From top row, L-R: Natasha Vitkin, Sarah Watt, Amrit Tiwana, Rowdy Reeves, Travis Salway, Angel Kennedy, James Young, Julia Schillaci-Ventura, Aaron Purdie, A.J. Lowik, Aaron Luna, Hannah Kia, Gwen Lister, Trevor Goodyear, Ashleigh Rich, and the Roundtable Logo

The Roundtable: Celebrating British Columbia’s LGBTQ/2S/+ Mental Health & Substance Use Networking Space

July 31, 2020

By: The Roundtable's SMHART Team and Roundtable Members

This month, we are celebrating the 5-year anniversary of The Roundtable: British Columbia’s Lesbian, Gay, Bisexual, Transgender, Queer, and Two-Spirit (LGBTQ/2S*/+) Mental Health & Substance Use Networking Space. The Roundtable represents a large and growing network of researchers, community leaders, service providers, and advocates interested in improving mental health and substance use outcomes for, and with, LGBTQ/2S/+ communities. The Roundtable is strengths-based and community led. We draw on community and front-line provider knowledge to initiate new research and evaluation projects, as well as inform public health programming and policy advocacy. The Roundtable engages with both LGBTQ/2S/+ organizations (e.g., QMUNITY, Health Initiative for Men) and health organizations (e.g., BC Centre for Disease Control) while centering the voices and experiences of LGBTQ/2S/+ people. Our membership includes queer and trans people and allies, including members with lived experience with mental health conditions and substance use.

One pillar of our work at the Roundtable is ensuring improved access to and evaluation of mental health and substance use services for LGBTQ/2S/+ people. We have recently supported the development of MindMap, a database of free, low-cost, or sliding-scale outpatient mental health and substance use services, including professional counseling, peer counseling, and support groups, with the option of identifying LGBTQ/2S/+-affirming providers and providers speaking various languages. In addition, Roundtable members representing LGBTQ/2S/+-serving agencies have worked tirelessly to expand existing services. QMUNITY has recently extended their services to offer free counseling to those impacted by COVID-19, and in light of on-going violence and police brutality against Black and Indigenous communities, has partnered with several queer and trans Black, Indigenous, and People of Colour (QTBIPOC) mental health providers to offer free counselling to Black and Indigenous individuals. Health Initiative for Men (HIM) has put together a COVID-19 response website, which features COVID-19 mental health resources for queer men, as well as updates on the mental health programs and related new protocols/procedures that respond to the needs that have been identified for this population during the pandemic.

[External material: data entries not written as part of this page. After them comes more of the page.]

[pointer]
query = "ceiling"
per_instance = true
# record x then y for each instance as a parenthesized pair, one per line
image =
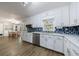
(18, 10)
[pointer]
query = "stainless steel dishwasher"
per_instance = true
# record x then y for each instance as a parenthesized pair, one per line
(36, 39)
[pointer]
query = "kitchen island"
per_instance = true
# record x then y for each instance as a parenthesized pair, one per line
(63, 43)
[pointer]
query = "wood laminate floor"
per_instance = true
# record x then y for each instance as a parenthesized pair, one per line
(17, 47)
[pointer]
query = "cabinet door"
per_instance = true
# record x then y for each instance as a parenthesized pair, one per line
(73, 14)
(65, 16)
(27, 37)
(57, 16)
(43, 40)
(77, 20)
(59, 44)
(50, 42)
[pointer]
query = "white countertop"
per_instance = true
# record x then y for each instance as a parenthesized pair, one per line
(72, 38)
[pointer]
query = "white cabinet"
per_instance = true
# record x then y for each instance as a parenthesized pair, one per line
(51, 42)
(73, 14)
(57, 16)
(77, 20)
(59, 44)
(27, 37)
(65, 16)
(43, 40)
(70, 49)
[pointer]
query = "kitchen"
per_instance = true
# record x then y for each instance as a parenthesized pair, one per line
(55, 29)
(45, 28)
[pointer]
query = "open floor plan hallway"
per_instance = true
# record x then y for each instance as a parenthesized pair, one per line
(17, 47)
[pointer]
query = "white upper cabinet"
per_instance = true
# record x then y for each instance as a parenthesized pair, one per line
(73, 14)
(50, 42)
(59, 44)
(43, 40)
(65, 16)
(57, 16)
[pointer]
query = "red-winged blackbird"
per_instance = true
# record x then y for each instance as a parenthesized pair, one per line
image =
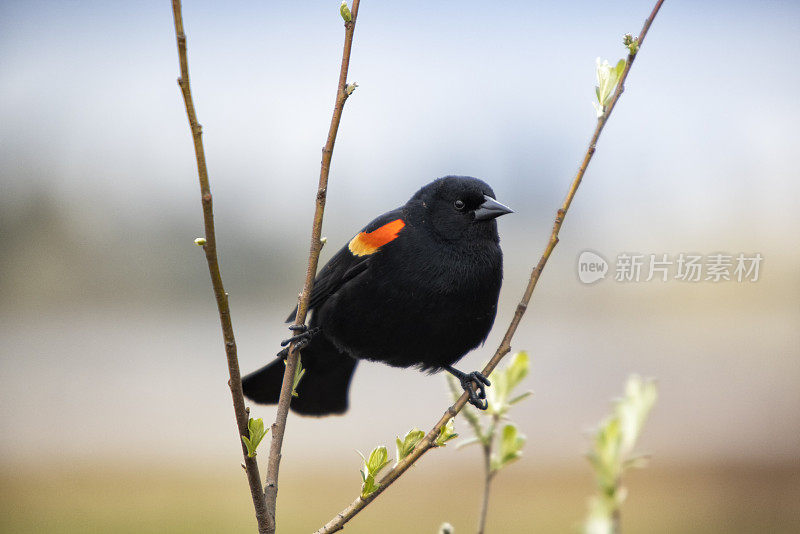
(418, 286)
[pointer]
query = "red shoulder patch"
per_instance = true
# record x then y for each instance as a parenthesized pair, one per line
(367, 243)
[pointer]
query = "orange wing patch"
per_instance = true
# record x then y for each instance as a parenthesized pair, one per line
(367, 243)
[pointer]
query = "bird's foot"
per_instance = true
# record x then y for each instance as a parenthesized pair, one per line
(474, 384)
(300, 340)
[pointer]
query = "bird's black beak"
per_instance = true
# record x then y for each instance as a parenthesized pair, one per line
(490, 209)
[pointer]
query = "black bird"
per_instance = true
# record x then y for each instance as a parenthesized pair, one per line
(418, 286)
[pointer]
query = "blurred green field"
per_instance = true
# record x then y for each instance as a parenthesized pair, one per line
(101, 498)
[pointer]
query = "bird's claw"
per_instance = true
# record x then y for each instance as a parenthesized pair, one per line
(475, 384)
(300, 340)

At the Roundtable, we aim to support initiatives that identify and actively address the barriers that diverse LGBTQ/2S/+ people face when accessing mental health and substance use care. Our holistic and intersectional approach to equity considers not only sexual orientation and gender identity and expression, but also gender, race/ethnicity, Indigeneity, socioeconomic status, ability, and other social locations. We are eager to support and work towards equity and social justice for QTBIPOC, and we invite feedback and participation from QTBIPOC communities as our work moves forward.

If you would like to support our work or get involved, get in touch! To join the Roundtable, please contact its co-founder and facilitator, Travis Salway. To give feedback about MindMap, please contact Sarah Watt. To keep in touch, join our mailing list:

Finally, while Pride is a time for celebrating LGBTQ/2S/+ people, it can also be challenging for many of us. If you would like to talk with someone, please reach out to one of the services listed above. Anyone who is in current or immediate distress should call 1-800-SUICIDE (1-800-784-2433). Thank you for taking the time to support our work.

* Two-Spirit is a way for those who are Indigenous to Turtle Island and who embody diverse or non-normative sexualities, genders, and gender expressions to organize as a community [Source: Harlan Pruden, 2019].